African American Identity & Everyday Life: Books for High School

Teen Specialists Staff Image

Teens in grades 9-12 can gain confidence and joy in seeing themselves and those around them represented in books. The following stories present African American teens as leading characters. Caregivers and educators can encourage reading books with racially diverse characters by offering these and other titles on class reading lists, in a shared reading space, and through conversations.

Home and Away

Tasia Quirk is a senior with great friends and a supportive family, and she even plays football as the only girl on her private high school’s team. A mystery surrounding her mother makes Tasia wonder about her identity, leading her on a journey to unravel the lies that have taken over her life.

If It Makes You Happy

When Winnie is crowned Summer Queen in the small town of Misty Haven, she has to balance her new responsibilities with her friendships, a new romance and her job at her granny’s diner. You can also check out this title as eBook on OverDrive/Libby.
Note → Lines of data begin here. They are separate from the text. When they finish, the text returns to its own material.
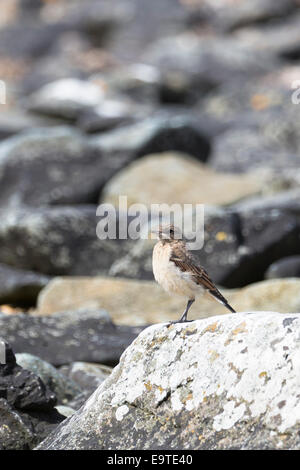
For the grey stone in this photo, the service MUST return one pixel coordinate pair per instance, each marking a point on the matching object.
(57, 240)
(285, 267)
(87, 376)
(154, 135)
(239, 243)
(219, 383)
(64, 388)
(246, 13)
(209, 61)
(23, 431)
(52, 166)
(27, 412)
(20, 287)
(62, 338)
(21, 388)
The Revolution of Birdie Randolph

Sixteen-year-old Dove “Birdie” Randolph’s close bond with her parents is threatened by a family secret, and by hiding her relationship with Booker, who has been in juvenile detention. You can also check out this title as eBook on Overdrive/Libby.


An honors student at Jefferson Academy, seventeen-year-old Keira enjoys developing and playing Slay, a secret, multiplayer online role-playing game celebrating black culture, until the two worlds collide. You can also check out this title as eAudio on Overdrive/Libby or as eBook on Overdrive/Libby.
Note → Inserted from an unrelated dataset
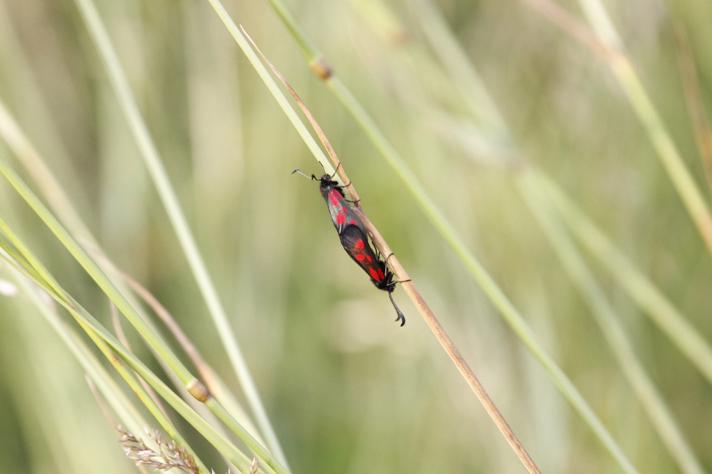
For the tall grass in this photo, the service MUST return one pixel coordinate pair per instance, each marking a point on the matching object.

When a rising star of the local music scene is discovered dead over her turntables, the two girls who found her are torn between grief for the deceased and hatred for each other. But when the lack of obvious suspects stalls the investigation, the two girls unite, determined to find out who murdered their friend. You can also check out this title as eBook on Overdrive/Libby or as eAudio on Hoopla.

Tyler Johnson Was Here

Twins Marvin and Tyler Johnson know that the police are often not on their side – they’ve seen it first hand, getting a gun drawn on them as bystanders to a police chase, and later at a house party, after a shooting breaks out. In the confusion, Marvin loses track of his brother. Later, his body is found, shot, and police attribute his death to gang violence. But that’s not the truth – a cop killed Tyler and a video exists proving it. Marvin and his family struggle to survive this trauma and the trauma of being Black in America. You can also check out this title as eAudio on Overdrive/Libby or as eBook on Overdrive/Libby.

The Voice in My Head

A dysfunctional family sets off on a road trip after God speaks directly to one of them, promising Indigo that the trip will cure her terminally ill twin sister Violet.